In coaching, I meet a lot of people with “anger issues.” These “issues” come in many flavors. There’s fear of anger, excess anger, misplaced anger, inability to access or express anger… But mostly what I see can be described as dysfunctional relationships with anger. This largely stems from assessments around the idea of anger (ie ‘anger is bad’) as an emotion that affects the experience of anger itself (ie ‘I shouldn’t feel angry’).
As it turns out, I also tend to meet a lot of people with a dysfunctional relationship with peace. It’s often the same people and the same reason, just reverse. As anger is vilified as a “bad” emotion, peace is deified. In almost every case when I ask a person who is angry about being angry what he or she would rather be experiencing, the answer is peace. I find myself wondering what peace means to people.
Have you ever seen a manatee? Manatees are commonly referred to as the most peaceful animals on out planet. Despite what could be seen as a hideous appearance, their slow, tolerant, peaceful presence is astoundingly beautiful. The spirit of the manatee is so calming that just thinking of a group of them, buoyantly negotiating green blue waters can slow my breathing, lower my blood pressure, and invite a spirit of peace in me.
That level of peace feels, at first, so calming it’s hard to imagine being offended by it. But I am. You see, the manatee, as the ultimate pacifist, lacks the capacity for passionate anger, to become overwhelmed with rage. There are no territorial rages. An orphaned baby manatee will find another cow to nurse on. A mother seeing her child threatened will make no move to protect it. The manatee slogs on despite speedboats ripping into flesh, separating families. Manatee, in fact, are solitary creatures. When seen in a “herd” it’s more of a coincidence than a connection. This level of peace is passivity.

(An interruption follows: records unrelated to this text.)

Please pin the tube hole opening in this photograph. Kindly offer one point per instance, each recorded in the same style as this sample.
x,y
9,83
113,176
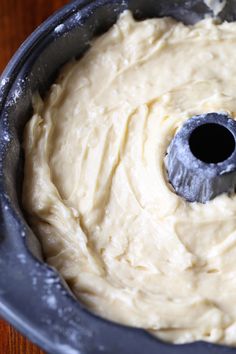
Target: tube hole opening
x,y
212,143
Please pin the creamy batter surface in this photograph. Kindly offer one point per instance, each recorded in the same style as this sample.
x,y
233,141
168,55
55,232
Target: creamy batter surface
x,y
95,185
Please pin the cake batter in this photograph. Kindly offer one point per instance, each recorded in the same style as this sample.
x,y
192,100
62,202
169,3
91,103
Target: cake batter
x,y
95,185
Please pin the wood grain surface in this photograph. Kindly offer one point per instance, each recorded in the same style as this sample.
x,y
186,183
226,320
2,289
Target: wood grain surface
x,y
18,18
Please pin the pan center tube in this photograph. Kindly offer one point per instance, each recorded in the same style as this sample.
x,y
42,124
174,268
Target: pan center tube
x,y
201,159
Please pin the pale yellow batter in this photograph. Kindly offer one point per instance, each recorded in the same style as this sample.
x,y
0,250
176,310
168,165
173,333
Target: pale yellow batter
x,y
95,184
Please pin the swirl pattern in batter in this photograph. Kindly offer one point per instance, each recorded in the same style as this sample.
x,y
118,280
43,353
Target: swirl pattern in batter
x,y
95,185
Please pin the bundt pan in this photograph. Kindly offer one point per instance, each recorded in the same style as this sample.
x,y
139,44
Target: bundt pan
x,y
33,297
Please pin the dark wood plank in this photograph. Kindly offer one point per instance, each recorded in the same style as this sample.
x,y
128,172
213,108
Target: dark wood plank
x,y
18,18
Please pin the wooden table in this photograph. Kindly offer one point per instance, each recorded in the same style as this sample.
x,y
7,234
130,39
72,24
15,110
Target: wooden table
x,y
18,18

As humans, we enjoy a capacity for a broad range of emotions. The tendency to vilify a certain class of emotions and assess another as the target perpetual state denies us access to appreciate that glorious range that makes us so powerful. Sure, anger and rage can lead to violence and fear and hate (which leads to the dark side, blah blah blah). But anger is a deeply connecting force. It connects us to people, to passion and to a mission. Anger can mobilize into positive action. Anger directs our attention to the boarders of our values, highlighting boundaries, the line that must not be crossed. We get angry when someone violates those boundaries, whether it’s the perception of a global injustice (famine or civil rights violations), or a personal attack (cutting me off on the highway), we are wired to feel anger to mobilize the body to protect. The dysfunction isn’t in the experience of anger, it’s in the lack of appreciation for the message anger is telling us. If instead of judging ourselves as “out of control” because anger showed up, perhaps we take the opportunity to notice the anger and get curious about its message and through this we gain control of our actions and determine what steps need to be taken to right the wrong.
Take some time to reflect on the emotions you experience. Sit quietly and allow yourself to reflect upon your day, conversations you have had. Let it play like a movie. Notice what may have triggered you to experience joy and gratitude as well as anger or frustration. Take note of your emotional experience of the day without judging or assessing what they are, but just noticing that they have come to visit. What emotion is continuing to live in you? Where do you feel it in your body? Let it steep and listen to what messages it may be bringing to you. What learnings does it have to offer? Take some time to journal about the emotion, the lesson, and the actions (if any) you feel inspired to take.